In the seniors, Akhmatkhuzin placed second in the 2012 Venice Grand Prix, his first podium in the Fencing World Cup. He took part in the 2012 Summer Olympics, but was defeated in the last 16 by China's Ma Jianfei. In 2013 he won the A Coruña World Cup and earned a bronze medal in the Prince Takamado World Cup. Ranked 6th before the 2013 World Fencing Championships in Budapest, he defeated Olympic silver medallist Alaaeldin Abouelkassem in the last 16, then Olympic champion Lei Sheng and Ukraine's Rostyslav Hertsyk to reach the final against Miles Chamley-Watson of the United States. Distanced early in the bout, he was defeated 6–15 and ended up with a silver medal. He finished the season No.3 in world rankings. A few weeks later, Akhmatkhuzin took part in the 2013 World Combat Games. He was defeated by Great Britain's Richard Kruse in the semi-finals and met Chamley-Watson for the third place. This time he defeated the American 15–12 to take the bronze medal.

In the 2013–14 season, Akhmatkhuzin reached the quarter-finals in the Paris World Cup. He was defeated by Enzo Lefort, who eventually won the gold medal. An injury sustained during the competition prevented him from taking part to the team event. He later underwent surgery and was rested for the entire season.
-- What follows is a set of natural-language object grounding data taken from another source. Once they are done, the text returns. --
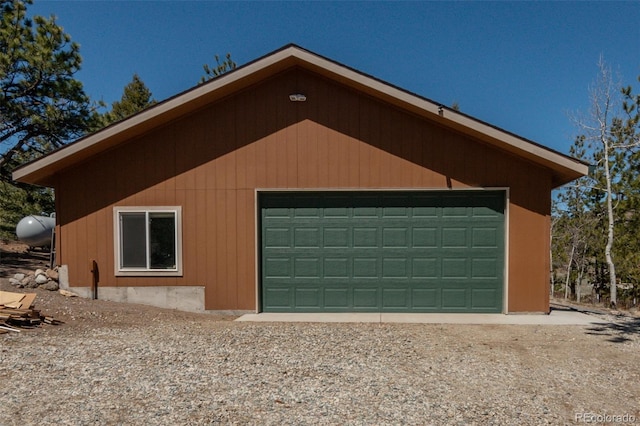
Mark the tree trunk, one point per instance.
(566, 282)
(611, 223)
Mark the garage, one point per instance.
(382, 251)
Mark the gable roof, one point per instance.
(41, 171)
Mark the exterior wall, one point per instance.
(212, 162)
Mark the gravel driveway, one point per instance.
(126, 364)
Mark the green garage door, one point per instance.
(382, 251)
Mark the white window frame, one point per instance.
(147, 271)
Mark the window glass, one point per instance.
(133, 240)
(148, 241)
(162, 241)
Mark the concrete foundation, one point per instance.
(184, 298)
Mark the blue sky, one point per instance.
(521, 66)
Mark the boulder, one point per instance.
(52, 274)
(41, 279)
(51, 286)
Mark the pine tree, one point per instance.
(42, 106)
(135, 98)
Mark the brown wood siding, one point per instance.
(212, 162)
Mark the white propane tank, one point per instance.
(35, 230)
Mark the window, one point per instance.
(148, 240)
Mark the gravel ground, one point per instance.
(126, 364)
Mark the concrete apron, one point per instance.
(554, 318)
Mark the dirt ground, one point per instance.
(77, 312)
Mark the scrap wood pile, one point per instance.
(16, 311)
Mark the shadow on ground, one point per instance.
(623, 330)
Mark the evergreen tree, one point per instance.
(211, 71)
(42, 106)
(135, 98)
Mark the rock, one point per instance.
(51, 286)
(68, 293)
(30, 282)
(52, 274)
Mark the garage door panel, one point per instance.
(484, 298)
(396, 297)
(395, 237)
(369, 252)
(484, 237)
(337, 297)
(307, 237)
(484, 268)
(425, 267)
(365, 268)
(336, 237)
(308, 297)
(454, 237)
(277, 267)
(308, 268)
(336, 267)
(366, 298)
(424, 237)
(425, 298)
(277, 298)
(454, 267)
(455, 297)
(277, 238)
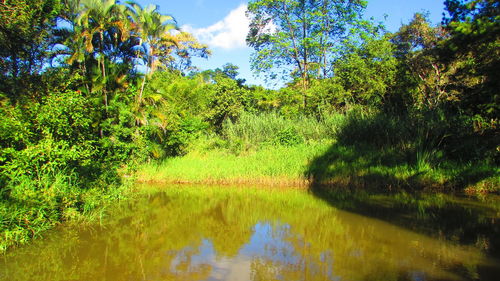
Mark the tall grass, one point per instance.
(263, 128)
(362, 149)
(31, 206)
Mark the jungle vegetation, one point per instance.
(90, 90)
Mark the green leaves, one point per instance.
(299, 37)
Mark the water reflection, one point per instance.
(201, 233)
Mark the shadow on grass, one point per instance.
(378, 170)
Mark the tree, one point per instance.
(300, 37)
(161, 41)
(25, 29)
(474, 28)
(417, 47)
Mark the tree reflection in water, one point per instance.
(220, 233)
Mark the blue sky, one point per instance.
(222, 25)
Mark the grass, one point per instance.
(29, 207)
(363, 150)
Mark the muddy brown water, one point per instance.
(211, 233)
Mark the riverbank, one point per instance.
(325, 163)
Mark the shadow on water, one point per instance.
(380, 171)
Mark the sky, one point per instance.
(223, 26)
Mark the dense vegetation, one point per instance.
(90, 89)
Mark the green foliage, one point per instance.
(287, 137)
(300, 38)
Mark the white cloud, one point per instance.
(229, 33)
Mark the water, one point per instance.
(218, 233)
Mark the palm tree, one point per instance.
(156, 36)
(96, 18)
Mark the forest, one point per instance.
(96, 95)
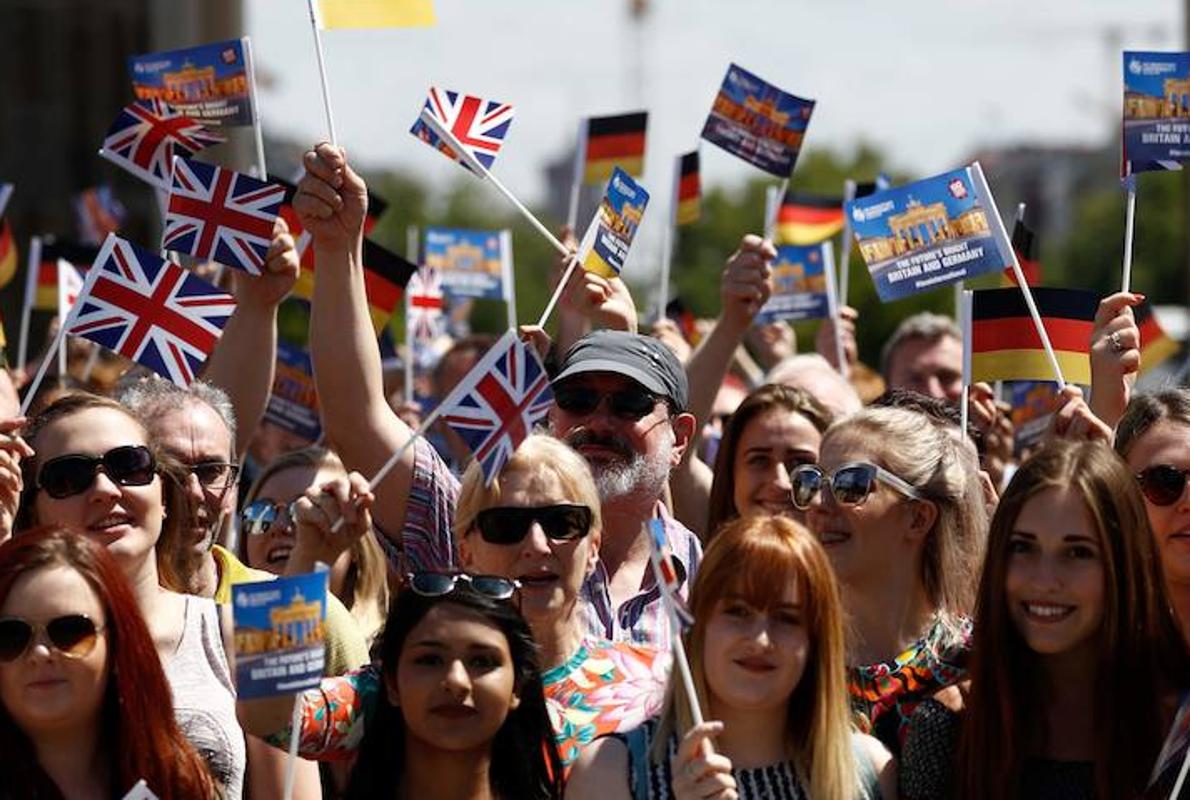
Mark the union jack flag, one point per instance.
(148, 135)
(150, 311)
(480, 125)
(221, 214)
(499, 401)
(425, 293)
Akhmatkhuzin came back to international competition in early 2015 at the Paris World Cup. He made it through the qualification stage, but was defeated in the first elimination round by Italy's Daniele Garozzo, who eventually won the silver medal. At the next World Cup competition, the Löwe von Bonn, he was stopped in the last 16 by Japan's Yuki Ota.

At the 2016 Summer Olympics, in the men's individual foil, he beat Miles Chamley-Watson in the last 32, before losing to eventual silver medalist American Alexander Massialas in the last 16. In the team event, Russia won the gold medal, with Akhmatkhuzin fencing in each round.